Questo è oramai il quarto disco. Com’è nato e come (e se) è cambiato il tuo approccio alla scrittura dei testi rispetto al passato? 

Ho ragionato sul canto come espressione stranissima degli esseri umani. Ho lavorato molto sulla musicalità, infatti sono partito da delle parti musicali già definite, e ho cercato di pensare alle parole come uno strumento musicale, uno strumento ritmico, come fossero una batteria.

Quanto e come l’impronta di Dragogna (chitarrista e paroliere del gruppo “I Ministri” nonché co-produttore di Costellazioni e Terra per Le Luci della Centrale Elettrica, n.d.A.) è stata fondamentale per la riuscita di questo album? 

Sì, è stata fondamentale, ci siamo scambiati materiale musicale e idee da subito.
Avevo in mente un suono diverso dal precedente album ma sapevo che avrei potuto svilupparlo sempre con lui. Per “Costellazioni” mi sono rivolto a Federico quando avevo già pronto tutto, su questo invece abbiamo lavorato assieme sin da subito. Gli avevo dato quest’idea di un disco che fosse un po’ una cartolina da spedire nello spazio, dove nessuno sa niente del posto da cui arriva, e che quindi doveva descrivere me stesso e i miei luoghi.

Ci sono stati degli artisti musicali (italiani  e non) che ti hanno influenzato in modo particolare durante la scrittura? 

Mi sono accorto che adesso che c’è la possibilità di sentire tantissime cose diverse su ogni piattaforma possibile ascolto le stesse cose che ascoltavo e amavo a 15 anni: Battiato, De Gregori, i CCCP, i CSI. E molta musica etnica che amo perché è musica non fatta per avere l’approvazione degli altri ma spesso per riti, per feste, per esprimere dolore o amore.

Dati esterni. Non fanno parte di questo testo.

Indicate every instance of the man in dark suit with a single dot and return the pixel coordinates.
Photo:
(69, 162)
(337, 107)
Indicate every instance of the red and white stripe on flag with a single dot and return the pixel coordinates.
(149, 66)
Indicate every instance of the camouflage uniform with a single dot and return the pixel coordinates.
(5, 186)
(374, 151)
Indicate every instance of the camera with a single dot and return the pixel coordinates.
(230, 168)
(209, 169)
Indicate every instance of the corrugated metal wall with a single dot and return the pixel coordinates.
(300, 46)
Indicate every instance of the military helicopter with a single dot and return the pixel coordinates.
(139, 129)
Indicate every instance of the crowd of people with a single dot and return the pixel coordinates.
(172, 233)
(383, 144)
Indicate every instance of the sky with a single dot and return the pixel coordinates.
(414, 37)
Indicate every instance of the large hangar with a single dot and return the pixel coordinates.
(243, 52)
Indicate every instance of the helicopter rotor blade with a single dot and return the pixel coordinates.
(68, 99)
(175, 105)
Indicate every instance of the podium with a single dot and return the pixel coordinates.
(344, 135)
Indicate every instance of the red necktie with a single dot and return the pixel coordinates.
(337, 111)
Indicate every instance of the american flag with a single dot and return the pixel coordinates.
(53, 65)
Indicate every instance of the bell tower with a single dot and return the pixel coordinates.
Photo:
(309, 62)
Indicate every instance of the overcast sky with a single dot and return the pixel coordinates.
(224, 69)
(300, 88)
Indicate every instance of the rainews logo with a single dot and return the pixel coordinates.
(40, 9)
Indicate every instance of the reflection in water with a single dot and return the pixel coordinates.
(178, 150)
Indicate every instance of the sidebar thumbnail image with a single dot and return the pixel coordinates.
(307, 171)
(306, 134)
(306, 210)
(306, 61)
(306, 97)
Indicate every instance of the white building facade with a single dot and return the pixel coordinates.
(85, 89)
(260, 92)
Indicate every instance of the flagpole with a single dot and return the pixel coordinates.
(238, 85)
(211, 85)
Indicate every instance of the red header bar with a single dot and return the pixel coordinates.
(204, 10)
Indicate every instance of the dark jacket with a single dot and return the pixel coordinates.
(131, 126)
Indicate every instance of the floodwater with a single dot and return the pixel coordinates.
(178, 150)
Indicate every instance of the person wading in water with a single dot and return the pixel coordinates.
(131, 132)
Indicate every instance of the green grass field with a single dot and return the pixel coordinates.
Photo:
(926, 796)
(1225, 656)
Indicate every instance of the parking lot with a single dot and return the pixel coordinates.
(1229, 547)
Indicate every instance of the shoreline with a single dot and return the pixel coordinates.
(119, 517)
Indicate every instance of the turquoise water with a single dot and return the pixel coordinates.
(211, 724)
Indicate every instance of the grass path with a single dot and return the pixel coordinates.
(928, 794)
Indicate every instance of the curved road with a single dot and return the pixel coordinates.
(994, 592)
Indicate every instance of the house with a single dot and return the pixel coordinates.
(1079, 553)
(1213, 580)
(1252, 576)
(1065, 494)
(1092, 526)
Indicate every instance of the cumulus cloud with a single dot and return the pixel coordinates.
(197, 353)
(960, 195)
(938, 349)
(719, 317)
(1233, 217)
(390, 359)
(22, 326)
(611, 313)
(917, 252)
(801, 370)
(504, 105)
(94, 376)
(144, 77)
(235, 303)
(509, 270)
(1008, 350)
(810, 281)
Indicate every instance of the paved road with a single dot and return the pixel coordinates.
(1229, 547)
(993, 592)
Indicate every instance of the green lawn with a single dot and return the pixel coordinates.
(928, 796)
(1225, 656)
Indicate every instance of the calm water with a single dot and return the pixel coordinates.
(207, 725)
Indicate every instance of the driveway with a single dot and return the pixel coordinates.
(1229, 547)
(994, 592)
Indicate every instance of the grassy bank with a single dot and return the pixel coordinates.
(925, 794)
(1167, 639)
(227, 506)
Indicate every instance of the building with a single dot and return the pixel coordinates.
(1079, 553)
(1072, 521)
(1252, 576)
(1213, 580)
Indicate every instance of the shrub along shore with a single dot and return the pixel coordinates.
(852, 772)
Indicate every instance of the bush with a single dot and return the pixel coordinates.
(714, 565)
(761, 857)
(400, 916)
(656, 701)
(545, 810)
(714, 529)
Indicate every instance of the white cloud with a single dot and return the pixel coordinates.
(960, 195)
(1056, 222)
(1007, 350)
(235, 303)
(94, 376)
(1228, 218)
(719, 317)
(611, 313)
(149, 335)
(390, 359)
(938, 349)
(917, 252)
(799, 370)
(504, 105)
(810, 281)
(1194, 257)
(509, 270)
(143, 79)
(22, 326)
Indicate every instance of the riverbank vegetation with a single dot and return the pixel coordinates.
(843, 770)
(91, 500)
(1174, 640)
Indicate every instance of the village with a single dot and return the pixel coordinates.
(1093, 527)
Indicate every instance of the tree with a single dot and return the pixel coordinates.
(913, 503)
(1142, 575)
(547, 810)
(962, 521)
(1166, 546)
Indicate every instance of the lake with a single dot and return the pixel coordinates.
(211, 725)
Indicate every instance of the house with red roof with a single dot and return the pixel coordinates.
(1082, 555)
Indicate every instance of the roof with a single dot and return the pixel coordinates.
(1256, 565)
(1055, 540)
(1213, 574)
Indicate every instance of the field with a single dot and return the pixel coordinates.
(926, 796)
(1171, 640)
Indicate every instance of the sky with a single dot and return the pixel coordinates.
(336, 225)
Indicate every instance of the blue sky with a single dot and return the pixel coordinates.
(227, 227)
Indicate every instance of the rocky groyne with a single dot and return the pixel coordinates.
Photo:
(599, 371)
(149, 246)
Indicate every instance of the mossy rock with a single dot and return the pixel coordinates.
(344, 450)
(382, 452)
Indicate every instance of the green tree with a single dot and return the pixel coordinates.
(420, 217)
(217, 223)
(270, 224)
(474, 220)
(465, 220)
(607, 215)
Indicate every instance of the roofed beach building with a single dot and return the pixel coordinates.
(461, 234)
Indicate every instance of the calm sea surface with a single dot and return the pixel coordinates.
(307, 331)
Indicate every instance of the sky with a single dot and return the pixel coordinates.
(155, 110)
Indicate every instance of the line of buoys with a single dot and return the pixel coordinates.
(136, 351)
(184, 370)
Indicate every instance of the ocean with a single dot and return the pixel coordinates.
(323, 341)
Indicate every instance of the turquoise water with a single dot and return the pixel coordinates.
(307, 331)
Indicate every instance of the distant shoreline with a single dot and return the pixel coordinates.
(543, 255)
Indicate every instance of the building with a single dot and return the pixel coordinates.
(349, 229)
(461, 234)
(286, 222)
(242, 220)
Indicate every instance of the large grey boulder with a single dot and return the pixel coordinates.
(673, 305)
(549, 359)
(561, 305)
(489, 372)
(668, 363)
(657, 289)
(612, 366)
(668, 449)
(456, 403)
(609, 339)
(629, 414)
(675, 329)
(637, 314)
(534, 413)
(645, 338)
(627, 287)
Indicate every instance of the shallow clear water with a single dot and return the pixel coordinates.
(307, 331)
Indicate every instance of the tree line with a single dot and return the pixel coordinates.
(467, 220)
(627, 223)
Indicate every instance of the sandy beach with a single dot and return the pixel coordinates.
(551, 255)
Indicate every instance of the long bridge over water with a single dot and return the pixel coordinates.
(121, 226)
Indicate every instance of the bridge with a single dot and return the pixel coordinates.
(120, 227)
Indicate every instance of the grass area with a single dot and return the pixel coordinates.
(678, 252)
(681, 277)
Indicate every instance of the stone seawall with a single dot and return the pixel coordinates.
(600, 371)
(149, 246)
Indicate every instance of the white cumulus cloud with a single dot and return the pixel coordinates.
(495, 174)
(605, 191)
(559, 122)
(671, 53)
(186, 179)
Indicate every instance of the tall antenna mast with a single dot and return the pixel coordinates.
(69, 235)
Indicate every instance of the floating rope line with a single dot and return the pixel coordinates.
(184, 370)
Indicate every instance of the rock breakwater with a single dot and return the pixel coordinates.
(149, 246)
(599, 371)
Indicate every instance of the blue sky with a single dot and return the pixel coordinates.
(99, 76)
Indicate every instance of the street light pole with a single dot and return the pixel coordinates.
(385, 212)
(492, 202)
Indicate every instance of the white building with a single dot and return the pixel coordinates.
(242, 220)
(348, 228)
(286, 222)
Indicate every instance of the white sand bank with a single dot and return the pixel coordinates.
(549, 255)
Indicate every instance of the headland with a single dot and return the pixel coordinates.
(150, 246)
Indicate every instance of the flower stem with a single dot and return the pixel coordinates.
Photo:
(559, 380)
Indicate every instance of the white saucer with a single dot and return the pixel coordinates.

Ha una purezza rara. Mi ha fatto anche venire in mente che la musica è il mezzo di trasporto più veloce che c’è, senti due note e ti immagini un altro continente.

E per quanto riguarda la sfera letteraria? 

Amo quegli scrittori che parlano di posti che sembrano anonimi facendoli diventare leggendari, per esempio Gianni Celati o Tondelli. Nel disco ci sono anche citazioni,  dal poeta Vittorio Sereni al biologo evoluzionista Jared Diamond. È pieno di cortocircuiti tra cose diverse.

Nel disco ci sono molti riferimenti che possiamo definire “spirituali” e che mostrano un forte legame con la terra, appunto. Come vedi la spiritualità? Sopratutto in riferimento alla nostra società. 

Non so se si tratta di “spiritualità”: volevo parlare più che altro della realtà, del presente. Di quello che c’è attorno a me e dentro di me.  Di uscire da quella corsa senza senso e senza fine di obiettivo in obiettivo che tendiamo ad imporci anche da soli. Forse non è spiritualità ma senso della realtà, l’idea che l’importante non è raggiungere una meta ma camminare piano verso quella meta e godersi il viaggio.

Nel disco c’è un tripudio di sound diversissimi, provenienti da influenze culturali anche contrastanti tra di loro. Come hai lavorato con una diversità sonora così spiccata? Come  l’hai associata ai vari testi?

Musicalmente si mischiano tamburi africani e melodie balcaniche, distorsioni e canti religiosi, techno araba e ritmi sudamericani. Il tutto in un modo filologicamente sbagliato, non è un disco di world music ma è un racconto corale. Queste musiche hanno attirato da sole le storie del disco, di fughe e di ritorni da ogni direzione verso ogni direzione. Sono storie piene di tutte le contraddizioni degli essere umani, è una lista delle sue contraddizioni: lo stesso essere umano che inventa le armi di distruzione di massa e anche le canzoni d’amore.

***

(Intervista curata da Laura Dal Farra)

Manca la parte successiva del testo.